Sometimes it's good for established routines to go through a period of disruption. This allows for some reflection to see if the current patterns are in need of an update. One of the many things that Reiko and I have tried to maintain over the last three years is a repeating series of steps for the boy to learn and follow. Some of these are to adopt lifelong rules, such as washing hands before -- and sometimes after -- a meal, while others are simply processes that we have all learned to be effective for daily activities, like getting ready for bed. As the family is staying in Gifu with Reiko's parents, just about every routine is being disrupted as a result of being in a different house with a larger group of people to create distractions. After getting the boy into bed tonight, both Reiko and I agree that the various regimens that we've all become accustomed to are desperately missed. Fortunately we return home tomorrow afternoon.

Friends and colleagues have told me that small children need to have a schedule that gets stuck to in order to maintain some semblance of sanity at home. Having a toddler of my own now, I can corroborate this tidbit of wisdom as being an effective means to ensure teeth are brushed, showers are taken, clothes are changed, and toys are (somewhat) put away. The routines have become second nature enough that when I forget a step, the boy will remind me via some sort of angry demand. It's an interesting thing to see in practice. However, as February draws ever closer, we know there's going to be another period of adaptation required for new routines and stricter schedules. Kindergarten begins in just a handful of weeks, which means less sleeping in and more emphasis on timeliness.

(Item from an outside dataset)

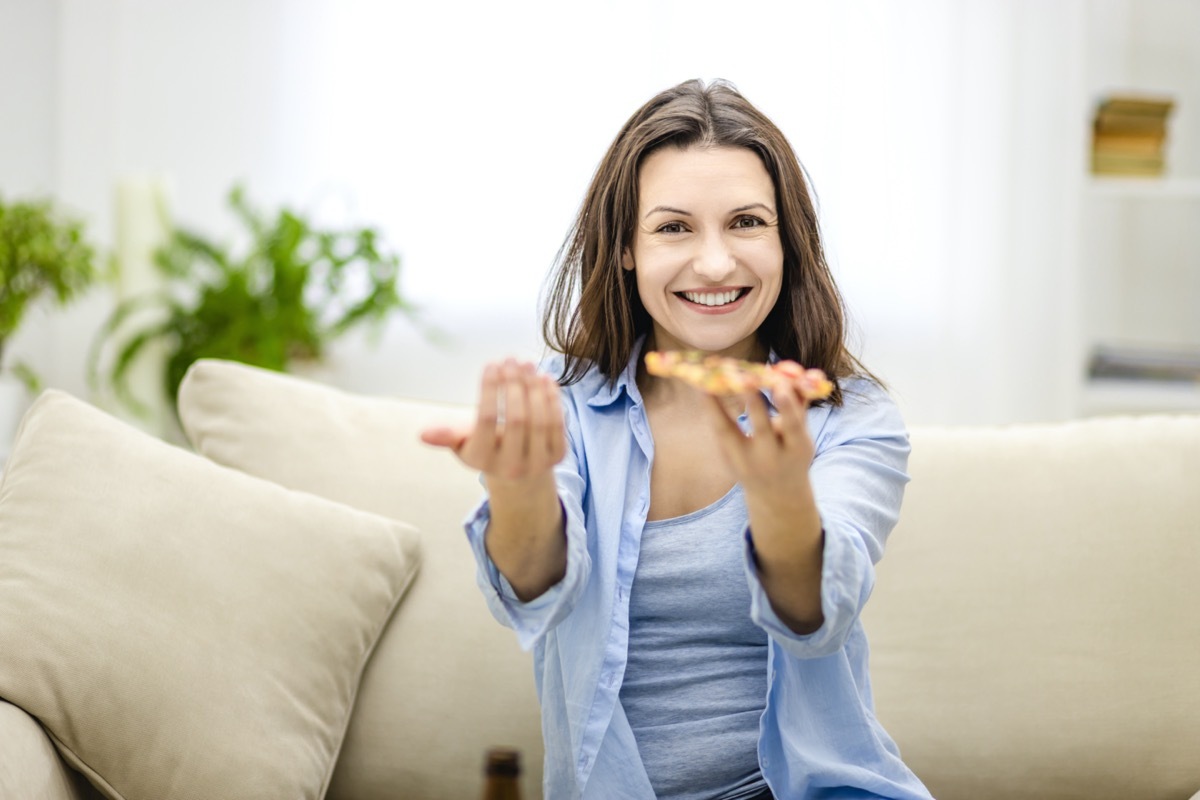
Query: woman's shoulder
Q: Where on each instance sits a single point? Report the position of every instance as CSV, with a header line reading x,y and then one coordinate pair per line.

As it stands, we've been making incremental changes over the last couple of weeks. We wake up slightly earlier and aim to have breakfast done by 8:00am so that teeth can be cleaned and clothes changed half an hour later. He will need to be at school by 9:00am and, if it's my day to take him, that means walking1 20 minutes along "Circle Road", a dedicated pedestrian path that cuts through the four local neighbourhoods and allows a person easy access to every school in the area without ever needing to cross a road2. It's a good walking distance for a toddler, and a decent warm-up for me.

Very few habits are ever static and it's important to ensure they're updated as conditions change. That said, having everything thrown out of whack when visiting family can help us identify what parts of a routine should stick around.


  1. I don't want my kid to expect a ride to school every day. He has two legs and they work. He should learn to walk to places he wants to go to. His mother, however, would rather drive even if the destination is 100m from the house.

  2. When people do need to cross a road, the pedestrian path becomes a bridge. This ensures that young children walking to school or elsewhere do not need to contend with the fast-moving cars that ignore the 40kph speed limit signs painted on every road.